Before Dec. 19, 2002, these resources were taxed at the local level similar to the way coal and other mineral resources are assessed. However, the Pennsylvania Supreme Court decided in Independent Oil and Gas Association of Pennsylvania, et al v. Board of Assessment Appeals of Fayette County that the General Assembly had not clearly recognized gas and oil as a taxable interest. House Bill 10 would correct that court decision.
In addition to the legislation, we also support a severance tax. Severance taxes are excise taxes on natural resources "severed" from the earth. They are measured by the quantity or value of the resource removed or produced. House Bill 1489 would institute a severance tax on natural gas produced within this state.
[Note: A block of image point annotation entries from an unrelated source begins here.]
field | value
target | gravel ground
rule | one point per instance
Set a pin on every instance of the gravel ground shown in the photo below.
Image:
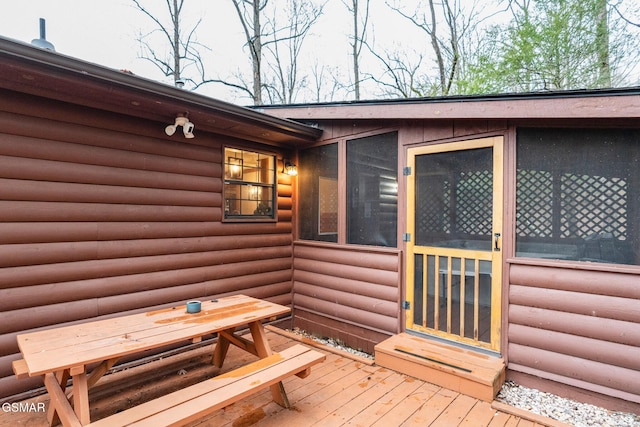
(565, 410)
(541, 403)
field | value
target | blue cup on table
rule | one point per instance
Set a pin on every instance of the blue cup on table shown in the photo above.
(194, 306)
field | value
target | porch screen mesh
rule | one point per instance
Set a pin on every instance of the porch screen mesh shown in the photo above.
(577, 194)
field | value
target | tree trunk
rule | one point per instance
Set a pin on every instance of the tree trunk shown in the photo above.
(256, 54)
(602, 43)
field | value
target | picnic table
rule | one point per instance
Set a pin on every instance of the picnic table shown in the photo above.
(69, 351)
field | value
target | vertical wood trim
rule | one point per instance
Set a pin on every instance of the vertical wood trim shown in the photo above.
(496, 263)
(343, 192)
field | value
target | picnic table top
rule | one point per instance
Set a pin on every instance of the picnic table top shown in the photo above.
(65, 347)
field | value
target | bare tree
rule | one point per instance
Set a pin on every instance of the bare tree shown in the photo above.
(402, 74)
(326, 82)
(284, 48)
(445, 41)
(183, 45)
(358, 37)
(263, 33)
(250, 13)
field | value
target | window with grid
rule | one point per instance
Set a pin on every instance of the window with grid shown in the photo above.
(249, 185)
(577, 194)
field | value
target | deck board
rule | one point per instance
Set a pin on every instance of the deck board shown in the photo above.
(339, 392)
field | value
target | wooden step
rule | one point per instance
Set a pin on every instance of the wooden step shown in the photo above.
(472, 373)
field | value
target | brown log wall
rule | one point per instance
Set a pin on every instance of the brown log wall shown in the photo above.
(349, 293)
(105, 220)
(576, 327)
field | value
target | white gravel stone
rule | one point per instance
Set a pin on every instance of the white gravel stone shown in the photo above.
(565, 410)
(535, 401)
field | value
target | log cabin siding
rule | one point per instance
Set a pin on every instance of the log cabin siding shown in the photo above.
(351, 293)
(576, 327)
(104, 220)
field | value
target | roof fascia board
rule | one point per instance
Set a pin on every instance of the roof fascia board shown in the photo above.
(57, 63)
(623, 103)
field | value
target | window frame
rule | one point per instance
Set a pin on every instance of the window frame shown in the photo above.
(226, 182)
(341, 143)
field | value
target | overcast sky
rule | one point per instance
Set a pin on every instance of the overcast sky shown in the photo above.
(105, 32)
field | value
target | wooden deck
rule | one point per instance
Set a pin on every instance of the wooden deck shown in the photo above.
(341, 391)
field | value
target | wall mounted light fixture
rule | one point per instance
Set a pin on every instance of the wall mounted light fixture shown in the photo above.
(289, 168)
(187, 127)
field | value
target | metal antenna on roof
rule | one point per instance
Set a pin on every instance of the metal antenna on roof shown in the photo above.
(42, 41)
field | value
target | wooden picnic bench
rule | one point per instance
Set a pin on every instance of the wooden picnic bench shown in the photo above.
(65, 352)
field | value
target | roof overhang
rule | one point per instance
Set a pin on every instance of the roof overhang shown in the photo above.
(581, 104)
(43, 73)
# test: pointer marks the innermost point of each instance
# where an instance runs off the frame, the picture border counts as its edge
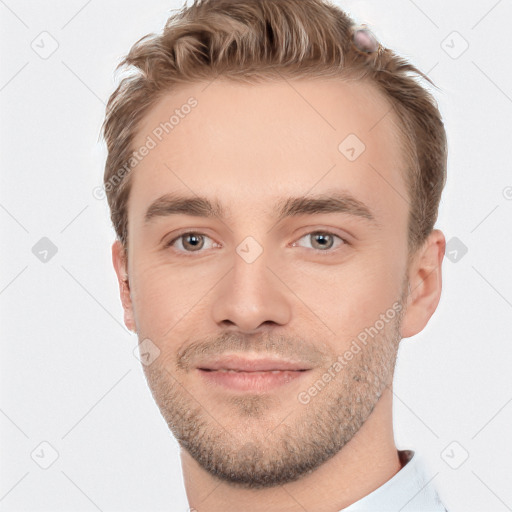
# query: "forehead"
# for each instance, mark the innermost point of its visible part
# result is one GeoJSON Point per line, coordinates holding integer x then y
{"type": "Point", "coordinates": [247, 144]}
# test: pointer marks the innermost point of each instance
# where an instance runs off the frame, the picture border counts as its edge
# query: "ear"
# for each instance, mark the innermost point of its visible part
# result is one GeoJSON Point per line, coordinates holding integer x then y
{"type": "Point", "coordinates": [121, 268]}
{"type": "Point", "coordinates": [425, 279]}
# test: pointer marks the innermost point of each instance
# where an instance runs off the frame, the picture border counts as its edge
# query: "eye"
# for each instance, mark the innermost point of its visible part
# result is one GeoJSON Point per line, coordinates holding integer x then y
{"type": "Point", "coordinates": [322, 240]}
{"type": "Point", "coordinates": [190, 242]}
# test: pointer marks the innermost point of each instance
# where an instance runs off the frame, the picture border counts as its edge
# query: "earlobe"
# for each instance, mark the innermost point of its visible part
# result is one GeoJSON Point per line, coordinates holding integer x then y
{"type": "Point", "coordinates": [425, 279]}
{"type": "Point", "coordinates": [120, 266]}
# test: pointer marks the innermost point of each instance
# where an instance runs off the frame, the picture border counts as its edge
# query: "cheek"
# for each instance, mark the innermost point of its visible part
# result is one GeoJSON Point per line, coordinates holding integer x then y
{"type": "Point", "coordinates": [167, 296]}
{"type": "Point", "coordinates": [354, 297]}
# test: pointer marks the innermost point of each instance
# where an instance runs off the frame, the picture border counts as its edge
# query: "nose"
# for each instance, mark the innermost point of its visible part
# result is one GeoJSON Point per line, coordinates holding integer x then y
{"type": "Point", "coordinates": [251, 297]}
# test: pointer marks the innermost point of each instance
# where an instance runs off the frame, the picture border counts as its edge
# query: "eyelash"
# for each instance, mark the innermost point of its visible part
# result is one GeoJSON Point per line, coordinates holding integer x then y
{"type": "Point", "coordinates": [188, 254]}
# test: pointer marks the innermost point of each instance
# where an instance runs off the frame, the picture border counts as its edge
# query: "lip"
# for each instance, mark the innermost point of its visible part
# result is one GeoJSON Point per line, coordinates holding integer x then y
{"type": "Point", "coordinates": [237, 373]}
{"type": "Point", "coordinates": [244, 364]}
{"type": "Point", "coordinates": [257, 382]}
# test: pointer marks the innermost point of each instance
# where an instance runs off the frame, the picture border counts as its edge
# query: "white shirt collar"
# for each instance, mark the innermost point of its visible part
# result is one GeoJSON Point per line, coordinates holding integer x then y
{"type": "Point", "coordinates": [408, 490]}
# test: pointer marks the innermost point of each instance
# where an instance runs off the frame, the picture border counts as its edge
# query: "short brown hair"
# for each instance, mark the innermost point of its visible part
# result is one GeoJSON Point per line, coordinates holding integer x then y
{"type": "Point", "coordinates": [250, 40]}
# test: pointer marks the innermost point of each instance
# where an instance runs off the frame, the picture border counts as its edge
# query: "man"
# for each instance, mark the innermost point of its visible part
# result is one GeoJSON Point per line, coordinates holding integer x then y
{"type": "Point", "coordinates": [274, 175]}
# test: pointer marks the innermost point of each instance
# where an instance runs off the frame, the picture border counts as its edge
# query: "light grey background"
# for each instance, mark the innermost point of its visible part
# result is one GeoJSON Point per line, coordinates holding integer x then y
{"type": "Point", "coordinates": [69, 377]}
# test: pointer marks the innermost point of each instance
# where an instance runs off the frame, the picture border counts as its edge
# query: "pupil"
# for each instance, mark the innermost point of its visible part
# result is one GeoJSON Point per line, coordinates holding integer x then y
{"type": "Point", "coordinates": [323, 240]}
{"type": "Point", "coordinates": [194, 240]}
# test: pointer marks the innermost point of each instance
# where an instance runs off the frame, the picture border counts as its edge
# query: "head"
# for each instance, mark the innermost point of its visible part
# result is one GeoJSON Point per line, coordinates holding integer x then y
{"type": "Point", "coordinates": [274, 177]}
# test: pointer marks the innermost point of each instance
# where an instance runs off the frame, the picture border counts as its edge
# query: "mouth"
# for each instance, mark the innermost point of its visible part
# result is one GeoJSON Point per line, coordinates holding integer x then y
{"type": "Point", "coordinates": [251, 375]}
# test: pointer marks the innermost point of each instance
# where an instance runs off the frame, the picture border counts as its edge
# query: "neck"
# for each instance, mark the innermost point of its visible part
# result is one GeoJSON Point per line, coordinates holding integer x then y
{"type": "Point", "coordinates": [365, 463]}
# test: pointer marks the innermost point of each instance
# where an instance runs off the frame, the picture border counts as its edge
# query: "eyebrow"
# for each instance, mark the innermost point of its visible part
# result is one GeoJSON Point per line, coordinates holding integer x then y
{"type": "Point", "coordinates": [197, 206]}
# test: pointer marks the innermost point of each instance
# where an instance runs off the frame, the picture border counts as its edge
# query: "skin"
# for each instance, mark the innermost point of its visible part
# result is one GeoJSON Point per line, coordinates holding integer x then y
{"type": "Point", "coordinates": [247, 146]}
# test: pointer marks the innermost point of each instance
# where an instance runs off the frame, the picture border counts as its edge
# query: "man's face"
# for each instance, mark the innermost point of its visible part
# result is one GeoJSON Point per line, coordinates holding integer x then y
{"type": "Point", "coordinates": [268, 278]}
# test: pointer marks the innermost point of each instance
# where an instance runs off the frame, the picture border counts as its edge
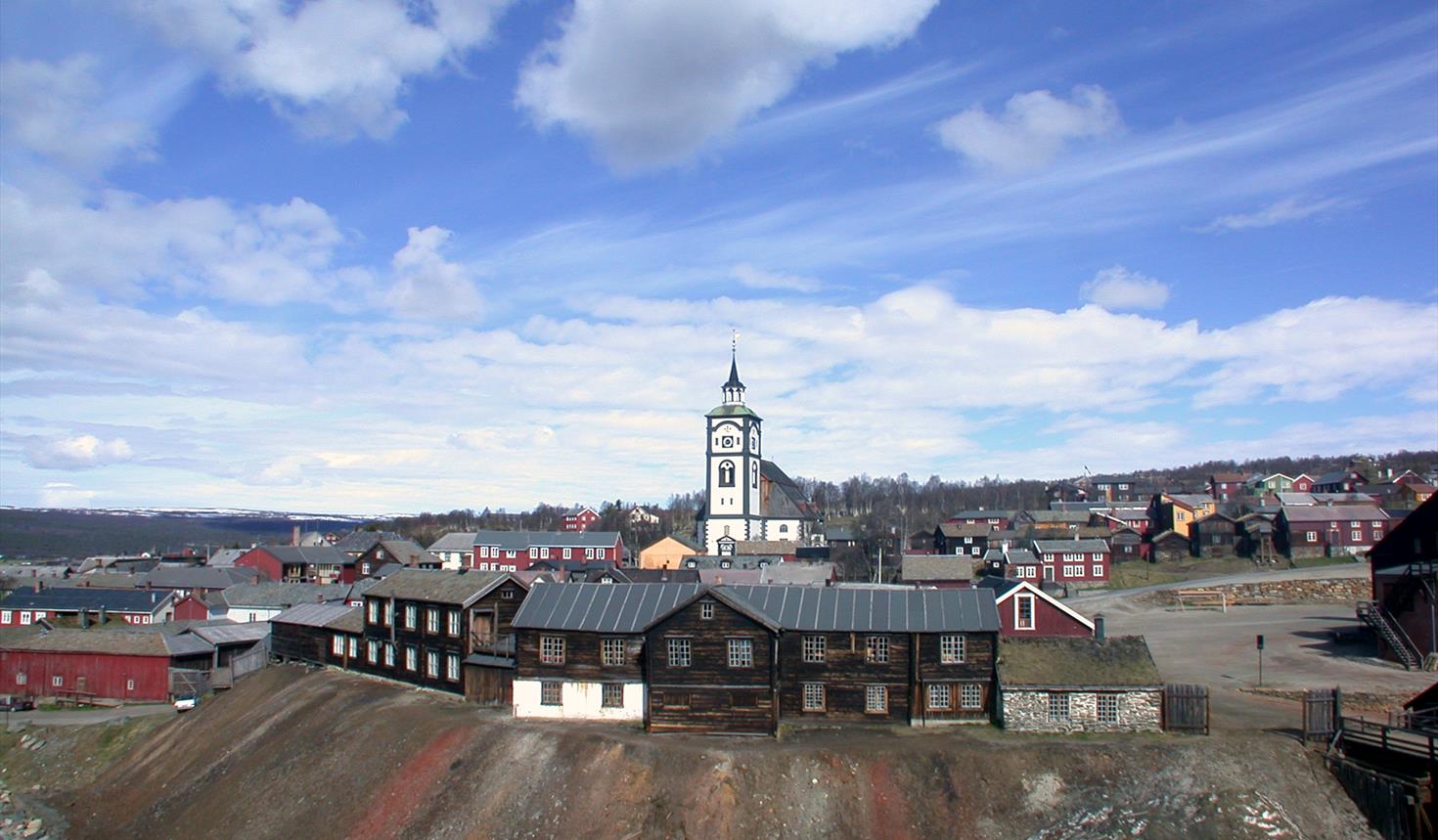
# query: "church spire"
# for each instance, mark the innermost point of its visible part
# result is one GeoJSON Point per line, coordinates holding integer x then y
{"type": "Point", "coordinates": [734, 388]}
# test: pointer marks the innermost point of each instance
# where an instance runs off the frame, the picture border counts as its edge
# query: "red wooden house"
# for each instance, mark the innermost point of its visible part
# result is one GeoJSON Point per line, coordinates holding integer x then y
{"type": "Point", "coordinates": [1024, 610]}
{"type": "Point", "coordinates": [300, 564]}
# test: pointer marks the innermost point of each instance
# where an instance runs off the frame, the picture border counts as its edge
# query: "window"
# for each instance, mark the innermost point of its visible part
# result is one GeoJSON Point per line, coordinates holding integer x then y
{"type": "Point", "coordinates": [813, 696]}
{"type": "Point", "coordinates": [1107, 708]}
{"type": "Point", "coordinates": [678, 653]}
{"type": "Point", "coordinates": [1022, 611]}
{"type": "Point", "coordinates": [876, 699]}
{"type": "Point", "coordinates": [741, 653]}
{"type": "Point", "coordinates": [611, 650]}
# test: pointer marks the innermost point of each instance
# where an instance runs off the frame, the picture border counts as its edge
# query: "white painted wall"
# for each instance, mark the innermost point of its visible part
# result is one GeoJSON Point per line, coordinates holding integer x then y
{"type": "Point", "coordinates": [578, 701]}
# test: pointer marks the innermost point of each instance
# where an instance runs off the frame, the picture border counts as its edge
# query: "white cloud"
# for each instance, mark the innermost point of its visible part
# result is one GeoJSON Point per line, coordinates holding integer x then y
{"type": "Point", "coordinates": [1276, 213]}
{"type": "Point", "coordinates": [60, 111]}
{"type": "Point", "coordinates": [1033, 128]}
{"type": "Point", "coordinates": [124, 244]}
{"type": "Point", "coordinates": [65, 495]}
{"type": "Point", "coordinates": [78, 452]}
{"type": "Point", "coordinates": [653, 82]}
{"type": "Point", "coordinates": [761, 280]}
{"type": "Point", "coordinates": [1117, 287]}
{"type": "Point", "coordinates": [427, 285]}
{"type": "Point", "coordinates": [334, 66]}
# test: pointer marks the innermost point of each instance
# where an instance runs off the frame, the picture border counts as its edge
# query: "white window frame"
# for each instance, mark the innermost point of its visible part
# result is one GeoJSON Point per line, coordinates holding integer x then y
{"type": "Point", "coordinates": [679, 650]}
{"type": "Point", "coordinates": [741, 652]}
{"type": "Point", "coordinates": [814, 698]}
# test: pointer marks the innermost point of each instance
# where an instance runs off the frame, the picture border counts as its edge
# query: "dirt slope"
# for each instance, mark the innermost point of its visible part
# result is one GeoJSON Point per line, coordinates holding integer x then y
{"type": "Point", "coordinates": [323, 754]}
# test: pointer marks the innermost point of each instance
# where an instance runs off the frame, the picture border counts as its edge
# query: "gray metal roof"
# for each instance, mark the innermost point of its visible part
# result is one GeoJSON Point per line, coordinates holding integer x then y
{"type": "Point", "coordinates": [232, 633]}
{"type": "Point", "coordinates": [600, 607]}
{"type": "Point", "coordinates": [826, 608]}
{"type": "Point", "coordinates": [312, 614]}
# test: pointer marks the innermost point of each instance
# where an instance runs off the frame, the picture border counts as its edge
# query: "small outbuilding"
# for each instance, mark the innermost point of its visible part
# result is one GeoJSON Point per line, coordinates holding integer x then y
{"type": "Point", "coordinates": [1079, 685]}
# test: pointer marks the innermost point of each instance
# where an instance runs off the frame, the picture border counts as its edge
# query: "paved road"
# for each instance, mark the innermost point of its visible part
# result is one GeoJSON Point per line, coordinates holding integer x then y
{"type": "Point", "coordinates": [82, 717]}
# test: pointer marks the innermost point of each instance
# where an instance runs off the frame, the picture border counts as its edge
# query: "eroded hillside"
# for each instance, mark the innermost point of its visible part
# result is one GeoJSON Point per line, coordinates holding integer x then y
{"type": "Point", "coordinates": [321, 754]}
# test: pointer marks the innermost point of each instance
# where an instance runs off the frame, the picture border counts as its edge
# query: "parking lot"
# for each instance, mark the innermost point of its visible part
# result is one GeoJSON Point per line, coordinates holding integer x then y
{"type": "Point", "coordinates": [1218, 649]}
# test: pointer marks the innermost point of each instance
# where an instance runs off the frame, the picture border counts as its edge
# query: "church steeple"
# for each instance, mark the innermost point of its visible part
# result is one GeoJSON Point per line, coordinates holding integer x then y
{"type": "Point", "coordinates": [734, 388]}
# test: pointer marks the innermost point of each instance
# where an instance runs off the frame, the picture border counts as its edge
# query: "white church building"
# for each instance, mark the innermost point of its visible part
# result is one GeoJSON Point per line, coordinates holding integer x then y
{"type": "Point", "coordinates": [748, 498]}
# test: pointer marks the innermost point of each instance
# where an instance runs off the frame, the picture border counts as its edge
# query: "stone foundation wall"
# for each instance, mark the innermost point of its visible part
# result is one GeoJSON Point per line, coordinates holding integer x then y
{"type": "Point", "coordinates": [1027, 711]}
{"type": "Point", "coordinates": [1294, 592]}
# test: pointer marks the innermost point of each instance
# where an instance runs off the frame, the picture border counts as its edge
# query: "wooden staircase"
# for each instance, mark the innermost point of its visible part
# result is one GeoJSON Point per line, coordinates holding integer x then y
{"type": "Point", "coordinates": [1373, 614]}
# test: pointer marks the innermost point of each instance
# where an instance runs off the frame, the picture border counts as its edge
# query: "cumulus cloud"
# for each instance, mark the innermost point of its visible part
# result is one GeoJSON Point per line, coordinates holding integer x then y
{"type": "Point", "coordinates": [78, 452]}
{"type": "Point", "coordinates": [1117, 287]}
{"type": "Point", "coordinates": [653, 82]}
{"type": "Point", "coordinates": [58, 111]}
{"type": "Point", "coordinates": [1276, 213]}
{"type": "Point", "coordinates": [122, 243]}
{"type": "Point", "coordinates": [761, 280]}
{"type": "Point", "coordinates": [336, 67]}
{"type": "Point", "coordinates": [1031, 130]}
{"type": "Point", "coordinates": [426, 285]}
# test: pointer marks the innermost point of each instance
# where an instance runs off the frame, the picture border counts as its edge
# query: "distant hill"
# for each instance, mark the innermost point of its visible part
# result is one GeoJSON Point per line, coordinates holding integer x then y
{"type": "Point", "coordinates": [43, 534]}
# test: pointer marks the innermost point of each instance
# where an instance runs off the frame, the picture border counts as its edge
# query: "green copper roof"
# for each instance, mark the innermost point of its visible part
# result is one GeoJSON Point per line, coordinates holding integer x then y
{"type": "Point", "coordinates": [732, 412]}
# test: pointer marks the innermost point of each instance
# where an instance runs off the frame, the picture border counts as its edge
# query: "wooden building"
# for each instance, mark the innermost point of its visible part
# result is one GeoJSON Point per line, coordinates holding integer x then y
{"type": "Point", "coordinates": [1214, 535]}
{"type": "Point", "coordinates": [580, 647]}
{"type": "Point", "coordinates": [1027, 611]}
{"type": "Point", "coordinates": [433, 628]}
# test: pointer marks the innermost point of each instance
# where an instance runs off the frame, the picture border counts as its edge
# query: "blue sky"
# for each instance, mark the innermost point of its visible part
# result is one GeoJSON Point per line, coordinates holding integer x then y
{"type": "Point", "coordinates": [370, 256]}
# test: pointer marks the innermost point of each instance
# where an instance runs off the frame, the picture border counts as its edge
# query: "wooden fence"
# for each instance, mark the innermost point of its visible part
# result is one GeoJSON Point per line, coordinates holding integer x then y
{"type": "Point", "coordinates": [1186, 708]}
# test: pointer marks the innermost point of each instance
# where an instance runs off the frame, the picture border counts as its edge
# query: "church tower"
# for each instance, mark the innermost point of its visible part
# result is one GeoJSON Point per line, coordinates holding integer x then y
{"type": "Point", "coordinates": [732, 467]}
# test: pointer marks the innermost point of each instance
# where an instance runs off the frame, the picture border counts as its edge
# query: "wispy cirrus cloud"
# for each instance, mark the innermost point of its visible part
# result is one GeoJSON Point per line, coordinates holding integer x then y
{"type": "Point", "coordinates": [1281, 211]}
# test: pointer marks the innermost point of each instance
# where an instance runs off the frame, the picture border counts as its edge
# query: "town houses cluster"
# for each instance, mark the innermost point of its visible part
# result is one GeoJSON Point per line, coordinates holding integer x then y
{"type": "Point", "coordinates": [743, 626]}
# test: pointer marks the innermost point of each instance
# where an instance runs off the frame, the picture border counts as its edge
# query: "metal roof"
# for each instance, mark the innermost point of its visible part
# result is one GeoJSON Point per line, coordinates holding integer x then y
{"type": "Point", "coordinates": [312, 614]}
{"type": "Point", "coordinates": [874, 610]}
{"type": "Point", "coordinates": [600, 607]}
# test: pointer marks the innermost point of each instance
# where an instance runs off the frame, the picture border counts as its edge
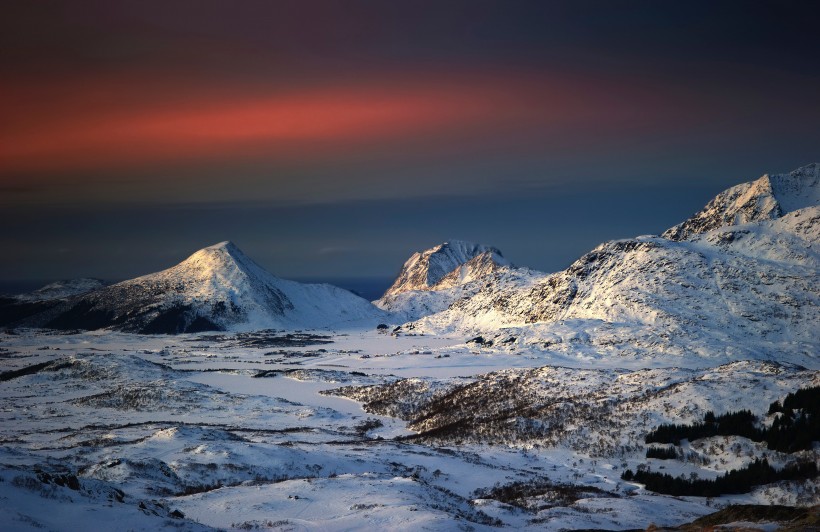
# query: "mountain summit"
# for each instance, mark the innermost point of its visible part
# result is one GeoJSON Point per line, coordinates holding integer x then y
{"type": "Point", "coordinates": [445, 265]}
{"type": "Point", "coordinates": [216, 288]}
{"type": "Point", "coordinates": [767, 198]}
{"type": "Point", "coordinates": [745, 267]}
{"type": "Point", "coordinates": [431, 280]}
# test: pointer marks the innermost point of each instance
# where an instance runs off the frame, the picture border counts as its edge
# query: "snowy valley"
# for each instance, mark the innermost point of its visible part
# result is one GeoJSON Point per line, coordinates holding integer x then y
{"type": "Point", "coordinates": [475, 394]}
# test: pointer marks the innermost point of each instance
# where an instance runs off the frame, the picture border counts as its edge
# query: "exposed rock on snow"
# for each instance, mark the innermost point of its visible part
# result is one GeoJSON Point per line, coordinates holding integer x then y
{"type": "Point", "coordinates": [767, 198]}
{"type": "Point", "coordinates": [62, 289]}
{"type": "Point", "coordinates": [431, 280]}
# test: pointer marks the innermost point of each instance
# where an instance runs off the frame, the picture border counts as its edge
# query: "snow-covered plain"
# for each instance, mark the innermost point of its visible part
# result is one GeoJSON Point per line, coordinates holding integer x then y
{"type": "Point", "coordinates": [232, 431]}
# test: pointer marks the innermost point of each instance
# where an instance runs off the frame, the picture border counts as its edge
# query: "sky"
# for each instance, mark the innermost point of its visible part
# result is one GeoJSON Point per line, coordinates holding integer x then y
{"type": "Point", "coordinates": [331, 140]}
The tax would be assessed at a rate of 5 percent of the gross value of the gas at the wellhead plus 4.7 cents on each 1,000 cubic feet.
Every other state that has natural resources, such as gas, oil and coal bed methane, has imposed a severance tax to help offset the cost of extraction. These states include California, Texas, West Virginia, New Mexico, Ohio and Colorado.
When Pennsylvania consumers purchase natural gas from any other state, we are paying this severance tax to the state from which the gas is being supplied. House Bill 1489 would allow Pennsylvania to charge this same tax all other natural resource-supplying states charge to offset costs of extraction.
To give an example of the costs associated with extracting natural gas, the state Department of Environmental Protection has created 37 new positions -- at the request of the industry -- to work on Marcellus Shale permitting, drilling and water issues. There are also costs associated with heavy road use, road repairs and traffic control as the drilling rigs and water trucks move into an area. A severance tax can help pay these costs to all communities, even those who may not have natural gas under their land but will be impacted by this development.
We support legislation that would return some revenue collected from an imposed severance tax to local municipalities, cities and counties to help reimburse communities for the above mentioned costs associated with Marcellus Shale gas extraction.
Finally, new legislation recently passed the House to address property enrolled in the Pennsylvania Farmland and Forest Land Assessment Law, also known as Clean and Green, which provides for preferential assessment for land devoted to agricultural use, agricultural reserve use, or forest reserve use, valued for tax purposes. When land already enrolled in the program is converted to other uses, it is subject to certain penalties, called "roll-back taxes."
House Bill 1394 would specifically address and annul roll-back taxes if land enrolled in the program is leased or otherwise devoted to the exploration for the removal of oil, gas, or coal bed methane and the development of facilities related to these activities. The bill awaits action by the state Senate.
We also want to make it clear that the Commonwealth is moving forward with the process of extraction. DEP has issued 23 natural gas permits in Clinton County and 38 in Lycoming County. Drilling has begun in both counties. In 2009, the state Department of Conservation and Natural Resources entered into leases of state land, and we certainly need to allow the environmental experts to determine what state-owned lands are appropriate for drilling and NOT mandate any leasing of state property, as proposed by Rep. Mario Civera.
We are moving forward -- we just need to be sure we take every precaution to protect ourselves and our environment in this process.